Toplum olarak tükettiğimiz mevcut gıdaların kullanılabilir durumu nedir? Gıda uzmanı olmamıza gerek yok, uzmanların gözlem ve değerlendirmelerine göre inceleyelim.

Türkiye Ziraatçılar Derneği’nin araştırmasına göre, zehir saçan gıdalar;

•Üretim tarihi geçmiş, küflenmiş peynirin yeniden ufalanıp, eritilip kalıplara dökülerek, kaşar veya krem peynire dönüştürülmesi.

•Boyanmış iç yağdan kıyma yapılması.

•Zeytinyağına rafine ayçiçeği, kanola, fındık yağı karıştırılması.

•Salam, sosis ve sucukların içine deri, sakatat ve etsel atıkları ile baharatlanmış soyanın karıştırılması.

•Zeytinlerin, kimyasal boya ile renklendirilmesi.

•Sütün yağının alınarak yağ yerine margarin karıştırılması.

•Sarımsağın kireç suyunda soyularak sucuk, salam imalatında kullanılması.

•Toz ve pul biberlere kiremit tozu karıştırılması.

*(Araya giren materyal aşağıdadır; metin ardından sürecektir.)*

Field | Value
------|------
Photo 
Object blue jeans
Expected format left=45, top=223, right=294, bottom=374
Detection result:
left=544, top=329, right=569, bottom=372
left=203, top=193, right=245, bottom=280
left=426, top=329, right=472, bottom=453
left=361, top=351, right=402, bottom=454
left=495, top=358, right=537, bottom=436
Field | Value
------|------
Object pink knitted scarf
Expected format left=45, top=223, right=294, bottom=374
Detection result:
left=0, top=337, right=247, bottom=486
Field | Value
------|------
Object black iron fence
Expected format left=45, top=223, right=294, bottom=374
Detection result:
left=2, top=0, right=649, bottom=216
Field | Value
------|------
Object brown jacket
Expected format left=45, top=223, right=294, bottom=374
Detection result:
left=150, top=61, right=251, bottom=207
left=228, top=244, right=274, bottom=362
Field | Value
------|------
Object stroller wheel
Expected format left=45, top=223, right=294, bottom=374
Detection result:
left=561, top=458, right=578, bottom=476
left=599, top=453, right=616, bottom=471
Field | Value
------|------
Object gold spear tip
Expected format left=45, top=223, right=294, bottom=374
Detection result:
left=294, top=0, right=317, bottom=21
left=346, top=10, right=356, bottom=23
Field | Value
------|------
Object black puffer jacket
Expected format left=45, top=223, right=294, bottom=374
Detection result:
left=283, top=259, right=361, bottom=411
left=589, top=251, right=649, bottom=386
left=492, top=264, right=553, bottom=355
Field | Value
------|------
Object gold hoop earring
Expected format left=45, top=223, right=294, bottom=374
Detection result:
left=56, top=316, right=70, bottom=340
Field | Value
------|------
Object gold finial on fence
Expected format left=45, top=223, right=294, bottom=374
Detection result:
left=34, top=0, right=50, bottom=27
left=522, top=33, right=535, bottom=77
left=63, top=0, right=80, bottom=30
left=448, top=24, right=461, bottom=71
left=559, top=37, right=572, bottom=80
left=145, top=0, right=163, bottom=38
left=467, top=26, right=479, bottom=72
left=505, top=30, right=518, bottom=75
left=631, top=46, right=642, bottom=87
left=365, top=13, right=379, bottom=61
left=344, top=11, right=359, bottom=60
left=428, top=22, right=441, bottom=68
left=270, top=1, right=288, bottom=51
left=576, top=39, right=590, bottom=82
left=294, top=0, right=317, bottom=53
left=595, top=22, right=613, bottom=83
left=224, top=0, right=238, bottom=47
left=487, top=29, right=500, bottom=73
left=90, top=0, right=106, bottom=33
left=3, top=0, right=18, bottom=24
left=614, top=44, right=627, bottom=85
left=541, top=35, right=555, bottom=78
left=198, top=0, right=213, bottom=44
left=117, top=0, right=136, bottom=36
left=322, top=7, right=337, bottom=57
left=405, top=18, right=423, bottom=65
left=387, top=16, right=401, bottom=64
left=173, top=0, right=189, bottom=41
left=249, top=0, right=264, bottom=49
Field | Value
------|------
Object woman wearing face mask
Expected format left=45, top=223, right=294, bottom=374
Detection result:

•Baharatların içine kurutulmuş, ot ve saman karıştırılması.

•Tatlandırıcı ve şeker karışımlı sahte bal yapılması.

•Renklendiriciyle (veya domuz kanıyla) renklendirilmiş kaçak çay imalı.

•Eski ve yeni sezon ürünleri karıştırılmış bakliyatlar. Kırık tanelerin karıştırıldığı pirinçler.

•Deri, bağırsak, paça ve sakatatların ‘tavuk döner’ hazırlanmasında kullanılması.

•Metil alkol içeren sahte içecekler.

•Su katılarak pekmezin çoğaltılması.

•Gıdalara üretim aşamasında, ilave edilen tatlandırıcı, lezzet verici ve koruyucu maddelerin kullanılması.

•Biber, fındık ve bulgur gibi kuru gıdaların, nemli ortamlarda muhafaza edilerek, alfatoksin üremesi.

Diğer taraftan kemik unu, nişasta, artık peynirler toplanıp karıştırılarak üretilen peynirleri de katarsak sofralarımız zehir soluyor demektir.

Bakanlık verilerine göre; 40 bin gıda üreten işletme bulunmaktadır. Bunu gıda ürünlerini üreten, dağıtan ve satan kayıtlı ve kayıt dışı, yaklaşık 500 bin işyerini bulunmakta. Buna rağmen Gıda Tarım ve Hayvancılık Bakanlığı bünyesinde yaklaşık 5000 gıda denetçisi, 1100 gıda mühendisi çalışmaktadır. Yine yaklaşık 6000 denetim unsuru ile 500 bin işyerinin sağlıklı bir biçimde denetlenmesinin olanaksız olduğu açıktır.

Sofralarımızdaki zehiri yok etmeyi, sadece yetersiz denetim unsurlarından beklersek çok bekleyeceğe benziyoruz. Gıda oyunun hakkından gelebilmek için. Her tüketicinin hem denetçi ve hem de bilinçli olması gerekiyor.